Yeah, sure. I think if AI didn’t exist we’d have a better chance that moral/philosophical progress could keep up with scientific/technological progress but I would still be quite concerned about human safety problems. I’m not sure why you ask this though. What do you think the implications of this are?
Comment
Comment
Ah, I think that all makes sense, but next time I suggest saying something like "to check my understanding" so that I don’t end up wondering what conclusions you might be leading me to. :)
Optimistic scenario 6: Technological progress in AI makes difficult philosophical problems much easier. (Lots of overlap with corrigibility). Early examples: Axelrod’s tournaments, Dennett on Conway’s Life as a tool for thinking more clearly about free will.

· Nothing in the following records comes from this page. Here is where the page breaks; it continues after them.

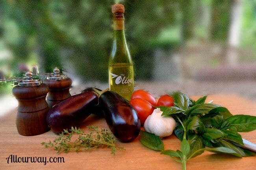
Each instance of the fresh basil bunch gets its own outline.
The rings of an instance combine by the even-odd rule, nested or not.
[[[170,94],[174,106],[160,107],[162,116],[175,119],[174,133],[182,141],[181,150],[164,150],[161,139],[154,134],[141,131],[140,141],[146,146],[161,151],[182,163],[202,154],[204,150],[224,153],[238,157],[255,155],[255,152],[237,145],[243,145],[239,132],[256,129],[256,116],[232,115],[227,109],[218,105],[205,103],[207,96],[195,101],[184,94]]]

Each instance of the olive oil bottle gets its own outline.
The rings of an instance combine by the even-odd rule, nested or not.
[[[124,7],[112,6],[114,32],[113,46],[109,60],[109,89],[130,100],[134,91],[134,69],[124,34]]]

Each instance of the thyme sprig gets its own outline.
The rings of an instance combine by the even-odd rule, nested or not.
[[[89,125],[87,127],[89,132],[86,133],[80,128],[72,127],[69,131],[64,130],[58,137],[53,142],[42,142],[41,144],[45,148],[54,147],[57,153],[61,152],[68,152],[80,150],[90,150],[99,147],[107,147],[111,149],[111,154],[115,154],[117,150],[123,150],[122,147],[117,147],[115,138],[111,132],[105,129],[99,130],[98,127]],[[75,135],[78,137],[74,140],[72,137]],[[77,135],[76,135],[77,136]]]

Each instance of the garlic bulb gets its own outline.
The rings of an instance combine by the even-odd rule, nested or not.
[[[163,137],[169,136],[176,127],[175,120],[168,116],[161,116],[163,112],[159,108],[154,110],[153,113],[146,119],[144,128],[146,131]]]

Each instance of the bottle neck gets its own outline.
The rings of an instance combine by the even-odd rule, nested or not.
[[[124,14],[121,13],[114,14],[113,22],[114,30],[124,30]]]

(This is probably a special case of corrigibilty).
Comment
This seems fairly unlikely to me except insofar as AI acts as a filter that forces us to refine our understanding. The examples you provide arguably didn’t make anything easier, just made what was already there more apparent to more people. This won’t help resolve the fundamental issues, though, although it may at least make more people aware of them (something, I’ll add, I hope to make more progress on at least within the community of folks already doing this work, let alone within a wider audience, because I continue to see, especially as goes epistemology, dangerous misunderstandings or ignorances of key ideas that pose a threat to successfully achieving AI alignment).

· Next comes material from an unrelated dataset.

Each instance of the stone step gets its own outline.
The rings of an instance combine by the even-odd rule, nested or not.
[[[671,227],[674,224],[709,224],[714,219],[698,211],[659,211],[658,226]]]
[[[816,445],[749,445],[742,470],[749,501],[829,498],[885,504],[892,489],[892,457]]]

Unfortunately many philosophical problems may not have solutions of a form that allow us to construct something that definitely is what we want, but rather only permits us to say something is probably not what we want due to the fundamental ungroundability of our beliefs. My suspicion is that you are right, the problem is even harder than anyone currently realizes, and the best we can hope for is to winnow away as much stuff that obviously doesn’t work while still leaving us with lots of uncertainty about whether or not we can succeed at our safety objectives.

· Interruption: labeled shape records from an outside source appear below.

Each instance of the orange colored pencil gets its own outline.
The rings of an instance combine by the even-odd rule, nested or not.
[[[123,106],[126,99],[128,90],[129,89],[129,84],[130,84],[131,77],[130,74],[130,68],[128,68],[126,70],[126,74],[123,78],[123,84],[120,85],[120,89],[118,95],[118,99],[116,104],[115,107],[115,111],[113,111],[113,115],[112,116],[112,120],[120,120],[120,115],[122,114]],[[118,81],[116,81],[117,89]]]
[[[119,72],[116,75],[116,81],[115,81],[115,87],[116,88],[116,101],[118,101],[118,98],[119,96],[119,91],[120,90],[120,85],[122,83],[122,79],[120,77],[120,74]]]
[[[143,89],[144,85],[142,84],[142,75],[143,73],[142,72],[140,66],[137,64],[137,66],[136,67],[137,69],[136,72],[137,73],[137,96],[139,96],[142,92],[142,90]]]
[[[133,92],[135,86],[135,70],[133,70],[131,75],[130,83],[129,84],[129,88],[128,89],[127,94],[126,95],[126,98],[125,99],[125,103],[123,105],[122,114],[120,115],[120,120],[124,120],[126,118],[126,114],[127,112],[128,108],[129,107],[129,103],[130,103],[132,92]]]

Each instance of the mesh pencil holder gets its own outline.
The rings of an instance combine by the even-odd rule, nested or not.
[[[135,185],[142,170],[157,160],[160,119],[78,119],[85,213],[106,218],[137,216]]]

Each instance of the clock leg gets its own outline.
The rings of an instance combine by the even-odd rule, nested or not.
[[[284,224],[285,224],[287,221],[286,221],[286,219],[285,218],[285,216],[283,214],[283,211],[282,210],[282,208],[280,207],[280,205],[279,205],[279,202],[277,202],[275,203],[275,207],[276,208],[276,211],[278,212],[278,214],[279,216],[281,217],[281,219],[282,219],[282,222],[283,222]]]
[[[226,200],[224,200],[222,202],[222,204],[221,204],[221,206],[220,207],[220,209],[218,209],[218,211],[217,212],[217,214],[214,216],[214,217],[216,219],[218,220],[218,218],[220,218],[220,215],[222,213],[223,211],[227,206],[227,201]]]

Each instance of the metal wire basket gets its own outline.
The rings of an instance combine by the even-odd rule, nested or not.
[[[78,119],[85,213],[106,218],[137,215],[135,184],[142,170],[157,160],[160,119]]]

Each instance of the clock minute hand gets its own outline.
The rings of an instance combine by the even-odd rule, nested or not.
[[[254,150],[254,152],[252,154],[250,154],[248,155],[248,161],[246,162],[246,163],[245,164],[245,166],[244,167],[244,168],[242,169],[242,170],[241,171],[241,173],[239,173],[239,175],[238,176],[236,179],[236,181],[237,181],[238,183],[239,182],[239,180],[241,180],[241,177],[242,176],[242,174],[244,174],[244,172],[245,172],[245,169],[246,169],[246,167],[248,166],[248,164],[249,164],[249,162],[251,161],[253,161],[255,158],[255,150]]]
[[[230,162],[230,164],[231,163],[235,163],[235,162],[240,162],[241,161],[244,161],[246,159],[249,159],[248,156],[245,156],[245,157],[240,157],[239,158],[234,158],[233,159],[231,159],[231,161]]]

Everyone choosing how their share of ressources is used has the problem that everyone might be horrified at what someone else is doing.
A possible solution: we decide not to solve philosophical problems in irreversible way (e.g. "tiling universe with orgasmatronium is good") - which obviously creates astronomical opportunity costs, but also prevent astronomical risks of wrong solutions. Local agents solve different problems locally in different period of time (the same way as a normal human changes many philosophical systems and believes during his life).